Chauncey Gale found me staring off at the horizon and building a fair castle in which the South Pole had no part.

“Chase,” he said, “don’t you make a mistake, too, and forget what I told you about Johnnie.”

The abruptness of it startled me a bit, but there was a quality in his voice that called for confidence and sincerity.

“Thank you, Mr. Gale, and—and I believe you spoke just in time.”

“I had my suspicions of it,” he admitted. “Tony got his medicine last night, I guess.”

“Oh!” I had started a bit, and Zar’s report of Miss Gale’s depression took on a new meaning.

“Yes, he’s no good this morning. He got all tangled up on his dynamo and we had an explosion that nearly set the ship afire. Then he went off half crying and I haven’t seen him since. I guess he wishes himself ashore, now, but wishin’ won’t do any good. He might get a message there all right, but he’s got to have something more than vibrations to get himself there. You see this ain’t any matrimonial excursion. We ain’t got any preacher along, and Biff’s license don’t cover that sort of a splice. Emory’s got a doctor’s diploma, but that wouldn’t fit the case, either.”

Mr. Emory was the Second Officer of the Billowcrest—a quiet, unobtrusive man whose love for the sea had led him back to it through devious ways. A runaway cabin boy, he had returned home in early manhood to become a country doctor, a naval hospital surgeon, a ship’s doctor and officer by turns, and was now serving us in the double capacity of the last two.

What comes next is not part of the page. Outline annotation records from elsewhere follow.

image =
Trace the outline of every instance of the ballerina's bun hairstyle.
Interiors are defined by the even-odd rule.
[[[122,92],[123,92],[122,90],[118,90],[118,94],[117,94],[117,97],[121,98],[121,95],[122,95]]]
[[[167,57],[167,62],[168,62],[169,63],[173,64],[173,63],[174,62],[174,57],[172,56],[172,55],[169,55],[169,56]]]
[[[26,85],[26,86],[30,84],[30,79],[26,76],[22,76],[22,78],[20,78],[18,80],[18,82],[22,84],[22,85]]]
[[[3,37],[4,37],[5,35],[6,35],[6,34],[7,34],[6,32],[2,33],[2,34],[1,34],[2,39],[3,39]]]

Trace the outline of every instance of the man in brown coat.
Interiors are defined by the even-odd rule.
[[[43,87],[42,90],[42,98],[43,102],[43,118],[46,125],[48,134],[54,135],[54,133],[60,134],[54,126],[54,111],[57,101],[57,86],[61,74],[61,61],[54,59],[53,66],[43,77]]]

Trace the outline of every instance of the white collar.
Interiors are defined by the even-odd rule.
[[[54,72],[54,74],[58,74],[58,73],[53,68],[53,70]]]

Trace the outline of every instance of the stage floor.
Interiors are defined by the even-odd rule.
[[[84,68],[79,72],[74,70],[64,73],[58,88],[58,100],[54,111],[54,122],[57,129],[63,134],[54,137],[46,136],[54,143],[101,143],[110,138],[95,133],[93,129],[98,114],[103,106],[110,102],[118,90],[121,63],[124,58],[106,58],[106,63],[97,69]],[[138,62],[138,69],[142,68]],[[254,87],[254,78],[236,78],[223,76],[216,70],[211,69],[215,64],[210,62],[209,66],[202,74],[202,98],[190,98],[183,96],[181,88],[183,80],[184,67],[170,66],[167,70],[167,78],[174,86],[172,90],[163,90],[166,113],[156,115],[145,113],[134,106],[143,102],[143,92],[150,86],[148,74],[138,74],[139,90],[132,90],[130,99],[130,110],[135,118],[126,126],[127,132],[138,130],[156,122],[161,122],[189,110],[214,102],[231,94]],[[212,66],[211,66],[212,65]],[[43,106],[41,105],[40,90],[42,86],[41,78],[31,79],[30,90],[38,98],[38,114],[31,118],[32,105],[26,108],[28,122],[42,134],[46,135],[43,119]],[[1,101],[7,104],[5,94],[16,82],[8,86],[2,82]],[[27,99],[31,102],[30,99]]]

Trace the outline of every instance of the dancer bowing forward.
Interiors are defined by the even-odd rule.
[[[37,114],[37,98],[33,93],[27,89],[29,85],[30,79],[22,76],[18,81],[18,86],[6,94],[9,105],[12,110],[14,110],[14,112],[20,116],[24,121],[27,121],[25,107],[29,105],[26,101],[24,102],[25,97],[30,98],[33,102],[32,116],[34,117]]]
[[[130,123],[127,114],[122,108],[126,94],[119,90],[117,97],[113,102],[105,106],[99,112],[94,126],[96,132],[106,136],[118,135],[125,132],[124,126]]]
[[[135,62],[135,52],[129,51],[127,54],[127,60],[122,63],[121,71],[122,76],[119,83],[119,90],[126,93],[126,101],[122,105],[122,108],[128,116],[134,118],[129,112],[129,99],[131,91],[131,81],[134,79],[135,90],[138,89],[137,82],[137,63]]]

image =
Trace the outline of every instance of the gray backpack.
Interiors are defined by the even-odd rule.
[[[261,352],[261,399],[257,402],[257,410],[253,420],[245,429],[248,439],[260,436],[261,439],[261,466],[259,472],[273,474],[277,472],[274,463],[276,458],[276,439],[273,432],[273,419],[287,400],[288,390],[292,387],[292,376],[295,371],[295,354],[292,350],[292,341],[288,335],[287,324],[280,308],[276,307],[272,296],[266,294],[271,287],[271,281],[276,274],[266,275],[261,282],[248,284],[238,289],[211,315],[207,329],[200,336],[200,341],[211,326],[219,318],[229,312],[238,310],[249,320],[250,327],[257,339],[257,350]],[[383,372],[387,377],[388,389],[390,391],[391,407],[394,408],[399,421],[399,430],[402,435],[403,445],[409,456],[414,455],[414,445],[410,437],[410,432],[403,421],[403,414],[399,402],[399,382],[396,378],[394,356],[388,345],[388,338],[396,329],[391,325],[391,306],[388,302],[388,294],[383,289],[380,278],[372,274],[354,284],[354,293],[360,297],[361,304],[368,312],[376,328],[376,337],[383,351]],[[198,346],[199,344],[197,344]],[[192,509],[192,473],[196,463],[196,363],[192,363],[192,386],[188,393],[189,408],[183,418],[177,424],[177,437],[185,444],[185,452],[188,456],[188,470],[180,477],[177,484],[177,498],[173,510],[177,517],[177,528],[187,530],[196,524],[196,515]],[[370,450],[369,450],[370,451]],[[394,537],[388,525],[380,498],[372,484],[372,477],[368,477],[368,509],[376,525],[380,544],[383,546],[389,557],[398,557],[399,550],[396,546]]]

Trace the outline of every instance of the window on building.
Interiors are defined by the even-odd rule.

“Anyway,” concluded Gale, “we’ve got the South Pole on hand, and I’m in favor of taking things in their turn. You can’t afford to get in Macarony’s fix just now. We’ll need you when we get down there below the Horn. Besides we’re a long ways from shore, and the water here’s full of sharks.”

The last was certainly true. A black knife-like fin at that instant cut the water below us, and the swish of a steel-like tail as it disappeared made me shudder.